District of Columbia Landlord and Tenant Duties

MAINTAINING THE RENTAL UNIT

While in your housing unit, the landlord is responsible for continuing to ensure that the unit is in safe and working condition. However, tenants have an important responsibility in helping to maintain the rental unit. This includes keeping walls, floors, ceilings, and windows clean and free of cobwebs, dirt, dust, greasy film, or any other unsanitary matter. Tenant responsibilities also include properly using and operating all electrical, gas, plumbing, heating fixtures and appliances.

HOUSING FACT

Tenants can be and are issued Housing Violation Notices for unsanitary conditions. A landlord may request that an inspection be conducted to determine if a tenant is in violation. These requests require some evidence that unsanitary conditions do exists, such as foul odors coming from a tenant’s unit.

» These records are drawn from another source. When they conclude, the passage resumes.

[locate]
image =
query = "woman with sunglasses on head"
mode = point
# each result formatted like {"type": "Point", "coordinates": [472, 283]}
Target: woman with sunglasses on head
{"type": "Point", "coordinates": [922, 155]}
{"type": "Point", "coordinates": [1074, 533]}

While occupying the rental unit, a tenant should continue to maintain a log of calls, letters, and discussions exchanged with the landlord or agent. When a problem arises, a tenant should follow the three steps previously outlined. Listed below is additional information tenants should know about the housing code and maintenance of the rental unit.

When air conditioning is provided as a part of the rent, the air conditioning systems shall be maintained in safe and good working condition.

HOUSING FACT

A landlord is not required to “turn on” the air conditioning at a specific time of the year. The law requires that the system be in such condition that it provides an inside temperature at least fifteen (15) degrees Fahrenheit less than the outside temperature.

Whenever a heating facility is not under the control of the tenant or occupant, the landlord is responsible for providing a minimum temperature of 68 degrees Fahrenheit between the hours of 6:30 a.m. and 11:00 p.m. and 65 degrees Fahrenheit between 11:00 p.m. and 6:30 a.m.

If a tenant is renting a single family home, he or she is responsible for keeping the property free from vermin, rodents, and rodent harborage.

If you live in a two-family or multi-family dwelling, and more than one unit is found to be infested with vermin and/or roaches, it is the responsibility of the landlord to exterminate the property.